Wooseok Ha, Kimon Fountoulakis, Michael W. Mahoney.
Year: 2021, Volume: 22, Issue: 148, Pages: 1−54
Local graph clustering methods aim to find small clusters in very large graphs. These methods take as input a graph and a seed node, and they return as output a good cluster in a running time that depends on the size of the output cluster but that is independent of the size of the input graph. In this paper, we adopt a statistical perspective on local graph clustering, and we analyze the performance of the $\ell_1$-regularized PageRank method (Fountoulakis et al., 2019) for the recovery of a single target cluster, given a seed node inside the cluster.
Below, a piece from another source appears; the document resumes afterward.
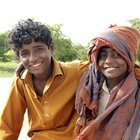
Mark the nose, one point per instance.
(33, 57)
(109, 59)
Assuming the target cluster has been generated by a random model, we present two results. In the first, we show that the optimal support of $\ell_1$-regularized PageRank recovers the full target cluster, with bounded false positives. In the second, we show that if the seed node is connected solely to the target cluster then the optimal support of $\ell_1$-regularized PageRank recovers exactly the target cluster. We also show empirically that $\ell_1$-regularized PageRank has a state-of-the-art performance on many real graphs, demonstrating the superiority of the method. From a computational perspective, we show that the solution path of $\ell_1$-regularized PageRank is monotonic. This allows for the application of the forward stagewise algorithm, which approximates the entire solution path in running time that does not depend on the size of the whole graph. Finally, we show that $\ell_1$-regularized PageRank and approximate personalized PageRank (APPR) (Andersen et al., 2006), another very popular method for local graph clustering, are equivalent in the sense that we can lower and upper bound the output of one with the output of the other. Based on this relation, we establish for APPR similar results to those we establish for $\ell_1$-regularized PageRank.